- Written by: Bridget Boland

Premiere
- Date premiered: February, 1948
- Place premiered: The Playhouse, London

= Cockpit (play) =

Cockpit is a 1947 play by Bridget Boland. It first opened in 1948. Since then, it has been staged at various times over the years.

==Background==
It is about the displacement of people in a time after the second world war. The setting is in a German town under British control in May 1945.

The production opened at the Playhouse in London in February 1948.

The idea for the play came about as a result of Bridget Boland going to Germany in May 1945. She was there to research subjects to be used as material for plays. Her reflections were written in a pressbook for the film, The Lost People. What she described about the displaced people was "a weird surrealistic, dream-like quality about their movements". Coming back home and haunted by the memories of what she saw, she felt the need to write her play about this.

In a review of a 2017 production of the play, the reviewer for The Scotsman wrote, "the story and the scenario have the urgency of vital documentary drama: a raw living-newspaper piece, 70 years old, that has suddenly become contemporary again".

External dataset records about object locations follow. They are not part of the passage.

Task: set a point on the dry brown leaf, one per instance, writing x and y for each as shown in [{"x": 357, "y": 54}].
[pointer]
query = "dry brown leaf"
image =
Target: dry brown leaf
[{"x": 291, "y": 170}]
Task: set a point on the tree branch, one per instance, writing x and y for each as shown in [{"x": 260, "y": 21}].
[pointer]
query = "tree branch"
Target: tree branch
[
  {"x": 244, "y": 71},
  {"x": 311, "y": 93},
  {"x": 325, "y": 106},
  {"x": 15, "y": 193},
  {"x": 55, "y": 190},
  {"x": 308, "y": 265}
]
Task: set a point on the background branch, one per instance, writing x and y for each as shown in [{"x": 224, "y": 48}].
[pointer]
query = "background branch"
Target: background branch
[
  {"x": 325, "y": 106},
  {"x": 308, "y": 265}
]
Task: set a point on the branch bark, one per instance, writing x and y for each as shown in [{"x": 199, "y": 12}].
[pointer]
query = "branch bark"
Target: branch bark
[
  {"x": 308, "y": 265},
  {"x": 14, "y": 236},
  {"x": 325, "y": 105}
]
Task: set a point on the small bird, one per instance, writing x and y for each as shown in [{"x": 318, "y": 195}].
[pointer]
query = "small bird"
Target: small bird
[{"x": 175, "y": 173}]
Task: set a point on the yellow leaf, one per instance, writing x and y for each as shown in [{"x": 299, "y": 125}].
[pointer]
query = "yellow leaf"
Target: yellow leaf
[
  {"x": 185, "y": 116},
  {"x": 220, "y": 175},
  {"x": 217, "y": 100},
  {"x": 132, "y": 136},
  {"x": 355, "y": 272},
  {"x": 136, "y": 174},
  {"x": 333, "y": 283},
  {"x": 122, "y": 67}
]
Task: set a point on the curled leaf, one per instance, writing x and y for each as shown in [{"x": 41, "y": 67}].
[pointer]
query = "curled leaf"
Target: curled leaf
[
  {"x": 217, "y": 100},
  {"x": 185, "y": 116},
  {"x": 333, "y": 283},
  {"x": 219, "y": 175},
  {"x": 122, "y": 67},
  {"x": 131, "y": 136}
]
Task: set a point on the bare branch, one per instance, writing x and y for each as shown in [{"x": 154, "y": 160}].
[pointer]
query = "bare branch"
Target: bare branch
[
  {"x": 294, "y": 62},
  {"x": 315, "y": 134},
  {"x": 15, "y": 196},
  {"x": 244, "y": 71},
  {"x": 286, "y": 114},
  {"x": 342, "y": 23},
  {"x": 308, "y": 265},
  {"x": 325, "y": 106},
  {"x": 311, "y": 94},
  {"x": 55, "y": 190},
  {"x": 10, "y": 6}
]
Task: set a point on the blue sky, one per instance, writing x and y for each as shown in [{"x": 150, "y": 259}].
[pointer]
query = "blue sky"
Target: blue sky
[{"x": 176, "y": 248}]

==Versions over the years==
In 1952, an Australian production of the play ran from 18 June to 21 June 1952 at the Albert Hall in Brisbane. Produced by Babette Stephens, it featured Tatjana Hitrina in the lead role of Claudia. It also featured Ray Barrett, Rosemary Stevenson, Gloria Birdwood-Smith and Betty Ross. According to the 15 June issue of Sunday Mail, Hitrina was in a role that she didn't have to act. She had lived the life of a displaced person. Speaking on her behalf, her husband, Mr. G. F. Goutman explained that she had to flee to Belgrade with her parents at the age of five during the Russian Revolution and suffer the horrors of war. The play received a positive review in the 19 June issue of the Courier Mail. The reviewer called the play thought provoking.

A production by Wils Wilson ran at the Royal Lyceum Theatre in Edinburgh in October 2017. The play's multinational cast included Nebli Basani, Peter Hannah, Dylan Read, Sandra Kassman, Kaisa Hammarlund and Adam Tompa.

In 2021, Philip Wilson directed a LAMDA production which starred Eduardo Ackerman as Captain Ridley and Lottie Amor as Claudia. It ran at the Sainsbury Theatre from May to June.

==Adaptation==
The 1949 film, The Lost People was based on the play. It starred Richard Attenborough, Mai Zetterling, Dennis Price and Siobhan McKenna.